The quantities of petroleum products are increased year by year, and the revenue derived by the state will increase over and above the revenue derived in past years if the enforcement of the act is permitted to continue, and the act is repugnant to Article I, § 10, clause 2, of the Constitution of the United States forbidding states from laying imposts without the consent of Congress upon interstate commerce, except such as may be absolutely necessary for the execution of inspection laws.

The act violates § 8, Article I, giving to Congress the power to regulate commerce, and also violates certain provisions of the Constitution of Ohio.
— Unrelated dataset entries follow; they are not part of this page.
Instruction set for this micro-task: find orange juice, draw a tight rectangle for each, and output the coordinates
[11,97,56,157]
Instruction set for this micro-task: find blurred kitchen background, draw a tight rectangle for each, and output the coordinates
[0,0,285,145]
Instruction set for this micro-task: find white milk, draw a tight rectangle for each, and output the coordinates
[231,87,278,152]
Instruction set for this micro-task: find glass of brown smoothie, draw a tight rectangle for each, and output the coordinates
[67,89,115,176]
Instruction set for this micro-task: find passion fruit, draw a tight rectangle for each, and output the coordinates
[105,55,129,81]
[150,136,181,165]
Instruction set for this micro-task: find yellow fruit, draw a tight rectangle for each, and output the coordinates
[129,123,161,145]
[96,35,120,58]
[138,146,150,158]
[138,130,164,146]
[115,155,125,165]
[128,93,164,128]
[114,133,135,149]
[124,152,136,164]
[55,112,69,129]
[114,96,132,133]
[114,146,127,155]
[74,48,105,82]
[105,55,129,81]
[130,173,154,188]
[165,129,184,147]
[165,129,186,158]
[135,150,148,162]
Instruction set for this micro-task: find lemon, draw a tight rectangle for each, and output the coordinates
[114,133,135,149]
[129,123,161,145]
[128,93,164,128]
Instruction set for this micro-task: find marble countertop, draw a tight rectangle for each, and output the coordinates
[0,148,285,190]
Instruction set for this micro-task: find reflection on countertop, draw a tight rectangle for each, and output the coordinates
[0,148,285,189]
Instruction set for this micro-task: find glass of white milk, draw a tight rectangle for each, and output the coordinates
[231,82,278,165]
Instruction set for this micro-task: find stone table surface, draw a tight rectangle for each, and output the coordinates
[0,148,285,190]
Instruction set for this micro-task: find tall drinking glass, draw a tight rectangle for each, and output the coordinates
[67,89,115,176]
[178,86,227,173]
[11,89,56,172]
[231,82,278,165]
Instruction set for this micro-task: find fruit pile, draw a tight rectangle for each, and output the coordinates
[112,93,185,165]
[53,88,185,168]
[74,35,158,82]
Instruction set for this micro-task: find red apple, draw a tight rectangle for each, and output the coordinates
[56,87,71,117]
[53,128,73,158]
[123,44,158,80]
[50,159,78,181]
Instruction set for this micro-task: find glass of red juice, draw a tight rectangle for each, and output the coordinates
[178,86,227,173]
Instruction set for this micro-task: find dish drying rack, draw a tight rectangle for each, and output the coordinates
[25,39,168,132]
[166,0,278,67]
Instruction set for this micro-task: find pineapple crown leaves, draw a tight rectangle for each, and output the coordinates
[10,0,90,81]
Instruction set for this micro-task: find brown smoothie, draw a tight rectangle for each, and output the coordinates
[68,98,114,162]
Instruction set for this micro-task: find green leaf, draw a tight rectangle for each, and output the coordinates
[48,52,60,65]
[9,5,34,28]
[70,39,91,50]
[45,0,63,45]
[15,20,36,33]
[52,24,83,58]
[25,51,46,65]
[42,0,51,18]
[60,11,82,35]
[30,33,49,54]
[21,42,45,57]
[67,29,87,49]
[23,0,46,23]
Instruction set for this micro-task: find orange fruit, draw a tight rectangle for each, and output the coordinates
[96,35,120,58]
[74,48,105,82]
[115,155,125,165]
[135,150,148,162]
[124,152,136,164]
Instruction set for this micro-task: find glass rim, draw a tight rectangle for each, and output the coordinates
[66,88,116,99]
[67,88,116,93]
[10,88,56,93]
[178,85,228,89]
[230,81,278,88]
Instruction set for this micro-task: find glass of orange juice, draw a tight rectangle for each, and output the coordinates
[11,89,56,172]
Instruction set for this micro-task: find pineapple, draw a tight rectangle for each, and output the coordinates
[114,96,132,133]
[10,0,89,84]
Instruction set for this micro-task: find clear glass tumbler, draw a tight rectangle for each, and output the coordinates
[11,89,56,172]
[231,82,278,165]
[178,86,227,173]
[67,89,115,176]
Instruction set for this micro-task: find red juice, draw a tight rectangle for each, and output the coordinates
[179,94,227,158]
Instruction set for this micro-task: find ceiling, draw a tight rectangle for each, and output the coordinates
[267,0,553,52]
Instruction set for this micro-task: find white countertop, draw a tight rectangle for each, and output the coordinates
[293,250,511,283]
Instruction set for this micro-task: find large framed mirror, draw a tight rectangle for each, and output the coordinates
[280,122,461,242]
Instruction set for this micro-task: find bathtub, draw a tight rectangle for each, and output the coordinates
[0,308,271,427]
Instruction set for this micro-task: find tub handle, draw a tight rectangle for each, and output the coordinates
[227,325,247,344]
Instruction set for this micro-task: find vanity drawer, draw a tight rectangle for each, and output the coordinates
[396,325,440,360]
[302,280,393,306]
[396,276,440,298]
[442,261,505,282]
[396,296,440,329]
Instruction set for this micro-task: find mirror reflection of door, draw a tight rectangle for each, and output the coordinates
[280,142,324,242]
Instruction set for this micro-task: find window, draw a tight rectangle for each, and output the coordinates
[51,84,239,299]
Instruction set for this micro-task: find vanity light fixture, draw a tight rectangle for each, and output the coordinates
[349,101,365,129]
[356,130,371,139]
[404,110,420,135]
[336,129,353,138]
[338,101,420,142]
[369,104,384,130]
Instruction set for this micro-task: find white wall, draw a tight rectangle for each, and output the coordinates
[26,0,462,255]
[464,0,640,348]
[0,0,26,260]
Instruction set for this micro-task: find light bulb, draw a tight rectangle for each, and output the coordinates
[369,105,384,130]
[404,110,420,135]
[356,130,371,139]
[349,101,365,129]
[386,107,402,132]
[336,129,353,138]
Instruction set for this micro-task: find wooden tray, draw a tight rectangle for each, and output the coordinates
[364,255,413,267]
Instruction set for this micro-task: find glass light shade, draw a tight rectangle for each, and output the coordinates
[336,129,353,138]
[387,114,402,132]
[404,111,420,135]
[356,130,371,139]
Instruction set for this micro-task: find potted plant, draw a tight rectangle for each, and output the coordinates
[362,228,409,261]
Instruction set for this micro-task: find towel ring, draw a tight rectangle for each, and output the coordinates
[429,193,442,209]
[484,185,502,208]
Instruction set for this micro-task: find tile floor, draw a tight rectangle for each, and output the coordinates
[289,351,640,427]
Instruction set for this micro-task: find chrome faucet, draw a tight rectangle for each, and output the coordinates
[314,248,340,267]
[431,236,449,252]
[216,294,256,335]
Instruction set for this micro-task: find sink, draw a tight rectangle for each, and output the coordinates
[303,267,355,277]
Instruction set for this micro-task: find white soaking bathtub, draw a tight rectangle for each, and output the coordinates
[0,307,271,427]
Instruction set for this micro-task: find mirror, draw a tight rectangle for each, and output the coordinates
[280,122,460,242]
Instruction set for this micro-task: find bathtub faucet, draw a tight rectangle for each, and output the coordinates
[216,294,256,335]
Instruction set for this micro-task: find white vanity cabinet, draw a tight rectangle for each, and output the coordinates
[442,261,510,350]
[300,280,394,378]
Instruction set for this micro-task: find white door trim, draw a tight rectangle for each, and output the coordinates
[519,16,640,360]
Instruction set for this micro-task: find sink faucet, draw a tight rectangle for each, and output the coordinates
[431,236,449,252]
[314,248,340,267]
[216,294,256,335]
The district court decided that "the act, except as to the amount of fees charged for inspection" was,

"in its essential details and even in nearly all of the language employed, a reenactment of the law declared unconstitutional in Castle v. Mason, 91 Ohio St. 296."


Page 261 U. S. 451

on the latter case, the court said it found the earlier act did not differ materially from the law pronounced void in Foote v. Maryland, 232 U. S. 494, and that also held to be void in Red "C" Oil Manufacturing Co. v. Board of Agriculture, 222 U. S. 380, and observed:

"The General Assembly, with at least constructive knowledge that, under the operations of the law, the excess of receipts over expenses was large and annually mounting, permitted the inspection charges to remain undisturbed, and in this respect its conduct has differed from"

the conduct "of the Minnesota legislature with reference to the act considered in Pure Oil Co. v. Minnesota, 248 U. S. 158."

The conclusion of the court was upon further consideration of the facts pertinent to the purpose and quality of the act, that it was an interference with interstate commerce. The court said:

"The fees prescribed by the statute are beyond the cost of legitimate inspection to determine the quality of the articles inspected, and the act is therefore not only a police measure, but a revenue measure also. Such cost, by necessary operation, unduly burdens and obstructs the freedom of interstate commerce, and, as such commerce cannot be separated from the intrastate shipments, the whole tax is void."

The court was of opinion that the other questions discussed by counsel were not necessary to consider.

Phipps, as an individual, was dismissed from the case, except as director of the department of commerce. Against him as such, a temporary injunction was ordered issue.

Appellant contests the conclusion of the court and condenses his assignments of error to the following propositions:

"1. The state's cost of interstate inspection is greater than the fees charged therefor. 2. In practical administration, the comparative cost of interstate inspection is ascertainable as distinguished from the cost of intrastate inspection. "

Page 261 U. S. 452

It is admitted that these conclusions depend upon an estimate of the evidence, and the district court adjudged against them. The court found that the fees collected from July 1, 1915, to June 30, 1920, amounted to $639,057.47, the disbursements to $321, 188.68. The court further found that: "The collections, when least, were 63 percent greater than the inspection costs," and had

"so advanced from year to year that the fees provided by the statute must be held to be unreasonable and disproportionate to the service rendered, and the act must be declared unconstitutional, as imposing a direct burden upon interstate commerce, unless interstate shipments under the provisions of the act are separable from intrastate shipments and the fees collected for the inspection of the former are equal or substantially equal to the cost of inspecting shipments of that character. The defendant's [appellant's] position is that the two classes of shipments are thus separable, and the interstate shipments have in fact been inspected at a loss to the state."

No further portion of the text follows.